土埃の交じった風が吹き抜ける。
 今年もこの日が巡り来た。

「……変な感じだな」

 私とレイが見守る中、そっとシンジが花束を置く。艶やかに花弁を広げた白いユリ。引き立て役を務めるように暗色の花が慎ましく脇に添う。だがシンジが本当に選んで買い求めたのは、むしろこちらのような気がした。

「ここに母さんはいないのにね」

 初号機に通じる紫のキキョウを、ユイの名の刻まれた墓標が静かに見下ろす。手を合わせるでもなく私達はその前に立つ。
 真実ユイの眠る場所がどこかを知った以上、もう墓参りには付き合わなくてもいいと言ってあったのだが、今年も命日に当たる日にはこうして三人でここへ来た。休日なので二人は私服、私は仕事があるので制服。いつもといえばいつものこと。
 来年からはどうなるのだろう。
 来年を三人で迎えられるだろうか。
 遠くをリリスレイがゆっくり、ゆっくりと歩いている。

「毎年ここで、ユイが残してくれたものを考える。そのために来ている」

 そして今年も考える。

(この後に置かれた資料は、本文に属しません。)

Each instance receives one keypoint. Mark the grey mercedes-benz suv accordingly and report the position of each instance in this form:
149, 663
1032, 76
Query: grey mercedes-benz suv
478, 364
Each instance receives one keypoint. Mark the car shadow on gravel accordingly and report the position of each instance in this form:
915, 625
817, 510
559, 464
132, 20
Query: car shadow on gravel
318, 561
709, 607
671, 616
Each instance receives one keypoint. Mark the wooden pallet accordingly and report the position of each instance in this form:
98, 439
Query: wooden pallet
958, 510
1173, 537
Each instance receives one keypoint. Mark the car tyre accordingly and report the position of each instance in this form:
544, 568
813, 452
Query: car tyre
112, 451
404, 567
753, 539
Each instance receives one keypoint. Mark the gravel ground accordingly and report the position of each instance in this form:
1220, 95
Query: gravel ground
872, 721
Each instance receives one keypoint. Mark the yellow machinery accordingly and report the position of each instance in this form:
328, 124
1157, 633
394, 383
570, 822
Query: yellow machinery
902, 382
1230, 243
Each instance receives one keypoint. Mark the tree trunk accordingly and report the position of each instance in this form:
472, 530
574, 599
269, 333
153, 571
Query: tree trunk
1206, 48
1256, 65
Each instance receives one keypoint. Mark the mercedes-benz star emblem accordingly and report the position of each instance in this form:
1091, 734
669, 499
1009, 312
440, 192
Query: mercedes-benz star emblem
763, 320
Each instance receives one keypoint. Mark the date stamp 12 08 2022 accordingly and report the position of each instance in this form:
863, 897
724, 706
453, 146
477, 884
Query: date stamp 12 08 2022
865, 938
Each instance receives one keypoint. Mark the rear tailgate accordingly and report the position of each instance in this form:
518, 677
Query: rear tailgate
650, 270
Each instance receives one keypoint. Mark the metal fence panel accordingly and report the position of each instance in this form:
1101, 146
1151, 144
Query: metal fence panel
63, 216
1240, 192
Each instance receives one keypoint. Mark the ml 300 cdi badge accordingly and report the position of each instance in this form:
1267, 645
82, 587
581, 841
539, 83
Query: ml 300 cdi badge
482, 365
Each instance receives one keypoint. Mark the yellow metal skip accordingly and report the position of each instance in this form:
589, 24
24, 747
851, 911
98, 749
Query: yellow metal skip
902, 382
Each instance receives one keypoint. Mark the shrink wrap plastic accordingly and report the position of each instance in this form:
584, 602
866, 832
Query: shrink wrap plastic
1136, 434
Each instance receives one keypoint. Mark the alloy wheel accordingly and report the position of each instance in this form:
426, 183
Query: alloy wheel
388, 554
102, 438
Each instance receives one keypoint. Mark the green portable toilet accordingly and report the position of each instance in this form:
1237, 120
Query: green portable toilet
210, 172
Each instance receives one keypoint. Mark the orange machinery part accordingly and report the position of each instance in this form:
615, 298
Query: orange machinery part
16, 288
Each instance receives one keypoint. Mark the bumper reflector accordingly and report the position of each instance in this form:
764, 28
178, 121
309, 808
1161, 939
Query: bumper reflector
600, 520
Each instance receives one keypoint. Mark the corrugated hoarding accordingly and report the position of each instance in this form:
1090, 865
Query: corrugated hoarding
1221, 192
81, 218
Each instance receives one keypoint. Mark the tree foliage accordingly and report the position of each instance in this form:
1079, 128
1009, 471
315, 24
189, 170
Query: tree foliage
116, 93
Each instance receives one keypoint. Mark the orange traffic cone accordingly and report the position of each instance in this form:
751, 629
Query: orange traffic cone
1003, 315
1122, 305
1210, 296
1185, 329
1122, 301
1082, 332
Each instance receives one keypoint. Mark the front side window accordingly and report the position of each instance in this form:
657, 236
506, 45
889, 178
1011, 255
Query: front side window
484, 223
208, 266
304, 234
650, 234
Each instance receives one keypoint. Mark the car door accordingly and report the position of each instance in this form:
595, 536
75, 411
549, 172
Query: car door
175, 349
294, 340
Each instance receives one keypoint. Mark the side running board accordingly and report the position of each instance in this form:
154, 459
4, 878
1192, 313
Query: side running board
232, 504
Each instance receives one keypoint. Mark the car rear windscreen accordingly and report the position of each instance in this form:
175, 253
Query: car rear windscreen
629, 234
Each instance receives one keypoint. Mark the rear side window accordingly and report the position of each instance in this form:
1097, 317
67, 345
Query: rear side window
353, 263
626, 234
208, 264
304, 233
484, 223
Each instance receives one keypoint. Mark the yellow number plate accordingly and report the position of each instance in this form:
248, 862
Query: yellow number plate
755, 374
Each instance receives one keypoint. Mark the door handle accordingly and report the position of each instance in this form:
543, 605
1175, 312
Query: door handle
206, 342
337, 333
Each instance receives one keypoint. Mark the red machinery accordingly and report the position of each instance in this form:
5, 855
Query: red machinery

これまでのことを。
 使徒との戦いは順調に進んでいるといっていい。火口の中で生まれたものも、地を溶かす雨を降らせるものも、空より襲い来たものも、本部を自爆の恐怖に陥れたものも、皆殲滅した。
 一方でこちらに目立った被害はない。勿論記憶にある道筋とは多少異なり、停電が起きたのは第九使徒襲来とは別の日だったし、第十一使徒が現れた時にはパイロットは全員学校に行っていたため、万一に備えて本部内に入れることさえ避けた。しかしいずれも以後に障りが出るほどのことではなく、ロンギヌスの槍も無事に搬入出来ている。子供達も一頃よりは親密になって賑やかに過ごしていた。
 順調だった。あまりに順調すぎて反動が怖いほどに。
 二人は分かったような分からないような顔で頷いている。シンジは勿論、レイもある意味ではユイが残してくれたもの。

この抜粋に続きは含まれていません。